2. Two adjacent changes of the same type can sometimes be combined into one. This is called merging adjacent change tracking markup.
3. Two changes applied to the same object may sometimes cancel each other out, such as when markup is first added and then deleted. This is called cancelling change tracking markup.
When multiple changes are merged, the subtype of the oldest operation is retained in the existing change tracking markup. Likewise the time stamp of the oldest operation is retained.

6  Markup Ambiguity

When a modification of the document can be represented by more than one type of change tracking markup, the following priorities will be used to determine the markup to use:
• avoid duplication of content
• minimize the number of markup tags
• prefer add and delete regions over add and delete markup
These priorities have been established because they cause a change of behavior when implemented. For example, if content were duplicated by using add and del markup instead of addm and delm when possible, the changes to the content done after the markup change would be lost if the markup change were rejected. By not duplicating the content, changes to the content can be accepted or rejected independently of the change to the markup.

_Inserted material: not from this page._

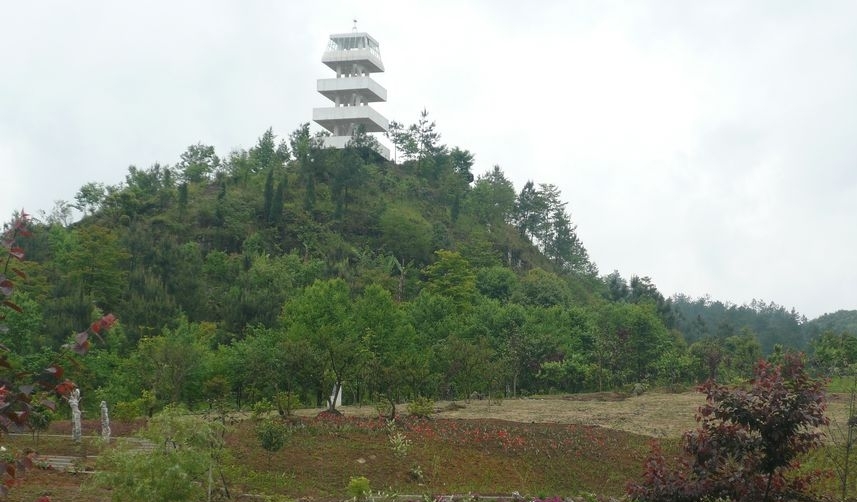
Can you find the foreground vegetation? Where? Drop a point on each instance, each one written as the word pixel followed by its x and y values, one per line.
pixel 264 281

From the user’s point of view this is a (beneficial) change of behavior.
Specific markup is not mandated for any remaining ambiguous situations.

7   Additional notes

The markup discussed here will be used for both the external representation of a change tracked document (the result of a "write" command) and the internal representation (docfrags). There is no compelling reason to use different schemes for these two representations.
The reason that old tags are retained in the document as tags with all of their old attributes intact is that the view selection code must work on the document without modifying the docfrag list. The downside to this is that parsers which simply ignore the namespace elements may get confused by the remaining document tags when they try to validate the changed document against its dtd.
In the first release the subtype field will not be supported.